Leur présentation révèle la polysémie propre du fonds de dotation. Leur mise en dialogue permet d’en dégager des grandes thématiques (la folie, l’érotisme, les révolutions, etc.) et de rendre hommage aux artistes connus, mal connus, oubliés ou anonymes (Antonin Artaud, Carolee Schneemann, Isabelle Waldberg, etc.) du monde moderne et contemporain, chers à Jean-Jacques Lebel.

Dans le fonds il y a des phares, Marcel Duchamp, Francis Picabia, Antonin Artaud, Victor Hugo dessinateur, tous représentés par des œuvres majeures qui sont autant de jalons de nos histoires de l’art. Mais le fonds de dotation invente ses trajectoires et ses circulations propres. Rendant toute leur force subversive aux chefs-d’œuvre, l’exposition Archipel met à mal les classifications généralement admises par la confrontation avec des objets d’usage, des objets d’affection, ou des œuvres injustement méconnues, telles celles de Ghérasim Luca ou d’Isabelle Waldberg.
L’exposition rend compte de la force du fonds, au sein duquel les visibles font apparaître les invisibles. Leur mise en dialogue propose une vision du monde, une histoire des regards, des révoltes, des passions.

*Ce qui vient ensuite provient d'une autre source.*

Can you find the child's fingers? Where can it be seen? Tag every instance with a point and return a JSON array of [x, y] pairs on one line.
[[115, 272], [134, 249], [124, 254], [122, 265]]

Archipel propose de partager et d’expérimenter ce que le fonds a de plus cher, écrire des géographies spatiales et mentales, de nouvelles histoires d’hier et d’aujourd’hui. L’exposition présentée dans le Patio du musée s’articule de manière à opérer des dialogues entre les œuvres, mêlant les époques et restituant la polysémie propre au fonds de dotation Jean-Jacques Lebel. Elle s’organise autour d’un geste spatial au cœur du Patio, répondant à son volume et à son architecture : une structure échafaudée proposant une vision en construction, en devenir, soutient et confronte des œuvres de différentes époques et différents continents.

En écho, les galeries latérales et une salle du premier étage proposent, à travers un ensemble d’espaces resserrés, des moments de rencontre plus intimes. On y retrouve les lignes de force du fonds, mettant ainsi en avant des écrivains qui furent aussi des plasticiens tels Victor Hugo et Guillaume Apollinaire, des artistes poètes comme John Giorno ; mais aussi des esprits rebelles, de Dada à la Beat Generation, de Fluxus à Polyphonix (Allan Kaprow, Robert Filliou), ou encore des artistes qui firent l’expérience d’états-limites comme Henri Michaux ou Antonin Artaud. Archipel fait la part belle aux artistes qui questionnent les normes politiques, sociales et culturelles, notamment à travers la représentation du désir et de la sexualité (Otto Dix, George Grosz ou Carolee Schneeman). Archipel porte la mémoire des révolutions et des luttes, et rend hommage à tous ceux qui tentèrent d’inventer d’autres conditions d’existence, qui transformèrent et élargirent nos regards sur le monde, sur les choses, sur l’art tels André Breton, Victor Brauner…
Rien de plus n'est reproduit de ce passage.